Die Dreitagemordgesellschaft
1

In Mallowan Hall ist Haushälterin Phyllida Bright gerade besonders gefragt: mehrere Gäste sind zu einer Festgesellschaft im Hause der berühmten Schriftstellerin Agatha Christie geladen. Da müssen nicht ...

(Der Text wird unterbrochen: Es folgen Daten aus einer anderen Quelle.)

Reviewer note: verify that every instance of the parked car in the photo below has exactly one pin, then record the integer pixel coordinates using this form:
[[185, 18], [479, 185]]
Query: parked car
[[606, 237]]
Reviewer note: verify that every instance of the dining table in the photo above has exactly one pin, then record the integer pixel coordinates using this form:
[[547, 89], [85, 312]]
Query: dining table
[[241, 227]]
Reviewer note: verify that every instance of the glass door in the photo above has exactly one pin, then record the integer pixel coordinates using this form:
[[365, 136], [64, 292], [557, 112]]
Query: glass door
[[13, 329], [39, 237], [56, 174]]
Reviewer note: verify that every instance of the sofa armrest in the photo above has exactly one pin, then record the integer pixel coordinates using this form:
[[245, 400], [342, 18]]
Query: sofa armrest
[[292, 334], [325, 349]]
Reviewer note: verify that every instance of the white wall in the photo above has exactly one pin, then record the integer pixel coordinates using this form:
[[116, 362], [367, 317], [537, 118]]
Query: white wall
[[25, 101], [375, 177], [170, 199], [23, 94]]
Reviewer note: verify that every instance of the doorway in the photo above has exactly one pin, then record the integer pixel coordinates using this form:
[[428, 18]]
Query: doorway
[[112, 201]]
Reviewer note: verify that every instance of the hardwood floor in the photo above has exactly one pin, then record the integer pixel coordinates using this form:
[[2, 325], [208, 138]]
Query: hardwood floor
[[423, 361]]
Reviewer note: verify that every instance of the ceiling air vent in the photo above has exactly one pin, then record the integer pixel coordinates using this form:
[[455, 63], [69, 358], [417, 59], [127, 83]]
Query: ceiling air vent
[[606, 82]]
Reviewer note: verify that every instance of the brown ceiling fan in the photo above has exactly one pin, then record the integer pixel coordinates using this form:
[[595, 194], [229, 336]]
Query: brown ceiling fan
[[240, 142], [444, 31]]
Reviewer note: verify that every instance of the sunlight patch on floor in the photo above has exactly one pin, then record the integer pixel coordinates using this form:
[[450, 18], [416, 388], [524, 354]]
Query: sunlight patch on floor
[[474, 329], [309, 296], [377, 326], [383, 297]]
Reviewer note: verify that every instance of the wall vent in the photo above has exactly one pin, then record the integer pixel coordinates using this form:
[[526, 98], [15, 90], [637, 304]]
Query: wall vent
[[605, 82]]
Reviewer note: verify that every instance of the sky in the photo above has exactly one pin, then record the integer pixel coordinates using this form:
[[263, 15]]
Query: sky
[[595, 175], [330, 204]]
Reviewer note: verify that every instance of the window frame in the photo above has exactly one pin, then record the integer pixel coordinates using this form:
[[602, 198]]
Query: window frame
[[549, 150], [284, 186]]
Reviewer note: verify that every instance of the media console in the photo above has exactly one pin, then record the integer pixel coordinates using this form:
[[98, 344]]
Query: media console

In Mallowan Hall ist Haushälterin Phyllida Bright gerade besonders gefragt: mehrere Gäste sind zu einer Festgesellschaft im Hause der berühmten Schriftstellerin Agatha Christie geladen. Da müssen nicht nur Haus und Personal auf Hochglanz getrimmt werden, sondern auch allerlei kleine und große Unannehmlichkeiten bewältigt werden. Ein Toter in der Bibliothek ist Phyllida in ihrer Karriere bestimmt noch nie begegnet, trotzdem nimmt sie sich auch dieser Aufgabe an. Schließlich ist sie ein begeisterter Fan von Hercule Poirot und hat von diesem sicherlich mehr gelernt als die versammelten Dorfpolizisten zusammen.
Colleen Cambridge hat bei mir mit diesem Auftaktband einen Volltreffer gelandet, dabei bin ich weder ein großer Fan von Agatha Christie, noch stürze ich mich regelmäßig auf Cosy Crimes. Bei der Dreitagemordgesellschaft war ich aber schon nach wenigen Seiten begeistert. Ein köstlicher Humor zieht sich durch die Seiten, der Stil der Autorin erinnert an A.C., kopiert ihn aber nicht mutwillig. Bezüge zu deren Krimis gibt es einige, aber erfreulicherweise wirkt das natürlich und nicht unbedingt gewollt. Natürlich taucht die berühmte Autorin immer mal wieder auf den Buchseiten auf, aber der Fokus liegt ganz klar auf Phyllida und dem übrigen Hauspersonal. Phyllida ist clever, schlagfertig und weiß ihren Kopf ebenso anzustrengen, wie sie sich zurücknehmen kann, wenn es ihrer Sache dient. Ich mochte sie sehr, und bin natürlich gespannt welche Geheimnisse aus ihrer Vergangenheit noch ans Tageslicht kommen werden. Denn Phyllida ist eine Dame, die sich nicht gerne durchschauen lässt, auch wenn Butler Dobble das zu gerne täte. Er ist ihr in der Hausordnung ebenbürtig, und so herrscht zwischen beiden ein liebevoll gepflegter Zwist. Die kleinen Sticheleien (erfreulicherweise ganz kitschfrei) amüsieren immer wieder. Überhaupt hat es mir sehr gefallen, dass das Hauspersonal so viel Raum bekommt, die Gäste, ja selbst Hausherr und –herrin sind eher nebensächlich. Man erfährt einiges über Struktur und Organisation des Haushalts, ebenso wie über gesellschaftliche Normen. Bei alledem kommt aber der Kriminalfall mitnichten zu kurz, im Gegenteil. Cambridge entspinnt einen sehr cleveren Mordfall, der trotz der großen Figurenfülle nicht verwirrt, sondern beständig an Spannung gewinnt (mit Minidämpfer im letzten Drittel) und mich hervorragend unterhalten hat. Miträtseln lässt es sich ganz wundervoll, trotzdem lässt man sich von der Autorin immer wieder auf falsche Fährten locken oder von kleinen Informationshäppchen in ganz neue Richtungen lenken. Ein wirklich hervorragend konstruierter Fall, der vermutlich auch den berühmten und von Phyllida so verehrten Hercule Poirot in Atem gehalten hätte. Die nächsten Bände werde ich definitiv lesen.